So, Osama bin Laden is dead. Two things to keep in mind regarding the war in Afghanistan.
Afghans are entitled to say “We told you so.” And that was the first reaction of virtually every Afghan I know when bin Laden’s death was announced yesterday night. For years, Afghans –from senior intelligence figures to taxi drivers—insisted bin Laden was in Pakistan, living under the protection of the reviled Inter-Services Intelligence (ISI). It turns out, they were probably right all along. The al Qaeda leader’s hideout wasn’t a cave in a remote corner of the tribal borderlands; it was an enormous, fortified compound in a city 60 miles away from Islamabad and just a few hundred feet from the elite Pakistan Military Academy. It’s inconceivable that the ISI didn’t know the world’s most wanted fugitive was living down the street from Pakistan’s equivalent of West Point.
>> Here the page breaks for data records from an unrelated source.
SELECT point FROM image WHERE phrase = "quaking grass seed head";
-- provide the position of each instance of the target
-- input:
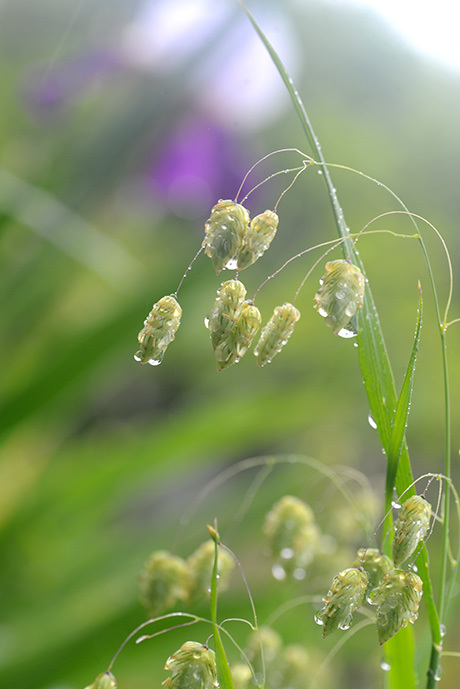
(235, 344)
(345, 596)
(159, 330)
(397, 599)
(193, 666)
(162, 582)
(225, 229)
(104, 681)
(411, 527)
(375, 563)
(341, 294)
(226, 309)
(292, 534)
(276, 333)
(257, 238)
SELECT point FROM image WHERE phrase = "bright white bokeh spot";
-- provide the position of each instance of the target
(431, 27)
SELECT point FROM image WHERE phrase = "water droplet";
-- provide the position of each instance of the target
(287, 553)
(346, 334)
(372, 423)
(319, 618)
(232, 264)
(279, 572)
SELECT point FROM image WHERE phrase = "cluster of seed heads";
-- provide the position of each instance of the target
(379, 580)
(232, 240)
(167, 579)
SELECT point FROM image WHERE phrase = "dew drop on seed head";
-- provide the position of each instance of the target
(287, 553)
(371, 421)
(279, 572)
(346, 334)
(318, 618)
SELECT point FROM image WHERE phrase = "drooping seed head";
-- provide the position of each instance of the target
(375, 563)
(397, 599)
(236, 343)
(292, 534)
(345, 596)
(340, 295)
(257, 238)
(104, 681)
(226, 310)
(159, 330)
(411, 527)
(193, 666)
(225, 229)
(162, 582)
(276, 333)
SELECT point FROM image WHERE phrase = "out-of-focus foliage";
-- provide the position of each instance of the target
(120, 128)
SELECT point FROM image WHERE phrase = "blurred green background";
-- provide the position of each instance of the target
(121, 124)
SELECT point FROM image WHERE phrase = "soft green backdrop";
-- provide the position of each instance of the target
(99, 457)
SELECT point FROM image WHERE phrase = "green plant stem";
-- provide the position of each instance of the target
(223, 670)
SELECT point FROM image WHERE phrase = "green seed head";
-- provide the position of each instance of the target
(411, 527)
(292, 534)
(235, 344)
(375, 563)
(162, 582)
(159, 330)
(257, 239)
(104, 681)
(193, 666)
(224, 232)
(397, 600)
(345, 596)
(340, 295)
(276, 333)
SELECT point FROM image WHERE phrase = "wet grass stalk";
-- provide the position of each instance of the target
(380, 387)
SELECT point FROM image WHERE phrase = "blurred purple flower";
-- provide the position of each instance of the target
(196, 165)
(50, 90)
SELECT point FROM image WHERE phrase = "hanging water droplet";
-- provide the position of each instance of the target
(346, 334)
(287, 553)
(318, 617)
(232, 264)
(279, 572)
(372, 423)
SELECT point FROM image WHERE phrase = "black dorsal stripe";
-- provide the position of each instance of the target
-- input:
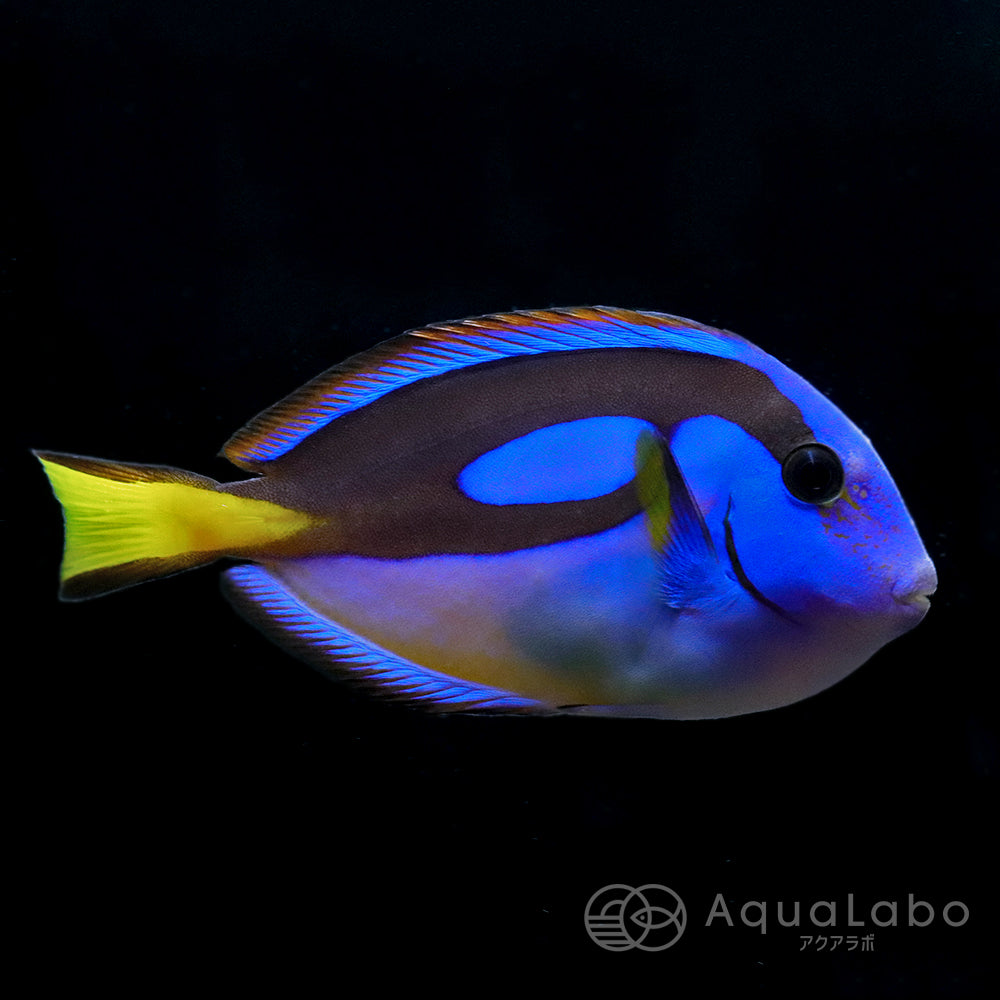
(385, 475)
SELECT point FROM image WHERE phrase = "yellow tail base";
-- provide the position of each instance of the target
(129, 523)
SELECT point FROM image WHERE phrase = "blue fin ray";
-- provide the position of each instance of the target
(331, 648)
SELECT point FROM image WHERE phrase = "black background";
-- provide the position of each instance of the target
(211, 203)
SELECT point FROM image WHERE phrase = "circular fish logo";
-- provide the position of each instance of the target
(619, 917)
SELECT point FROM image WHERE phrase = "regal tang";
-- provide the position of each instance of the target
(586, 510)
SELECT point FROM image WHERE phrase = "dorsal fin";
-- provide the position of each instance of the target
(444, 347)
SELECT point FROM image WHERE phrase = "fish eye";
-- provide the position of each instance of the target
(813, 473)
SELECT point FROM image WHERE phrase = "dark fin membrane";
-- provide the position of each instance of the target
(444, 347)
(336, 651)
(677, 530)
Bin Laden’s death is not a blow to the Taliban. He was never a member of the Taliban, nevermind one of its leaders. Senior figures within the former Taliban regime disagreed over the wisdom of sheltering bin Laden and cooperating with al Qaeda long before 9/11. Though undeniably influenced by international jihadist ideology, today’s Taliban fighters belong to a collection of increasingly fragmented groups with overwhelmingly national goals. Among their chief demands are the departure of all foreign troops from Afghanistan, the return of the Taliban’s own conception of an Islamic state (Afghanistan is already an Islamic Republic) and the release of Taliban prisoners held by the Afghan government and international forces. The morale of the rank and file Taliban might be bruised by bin Laden’s death, but bin Laden has long been irrelevant to their campaign and his demise won’t turn the tide of the war in Afghanistan for or against anyone. It probably won’t even stall al Qaeda’s return to Afghanistan.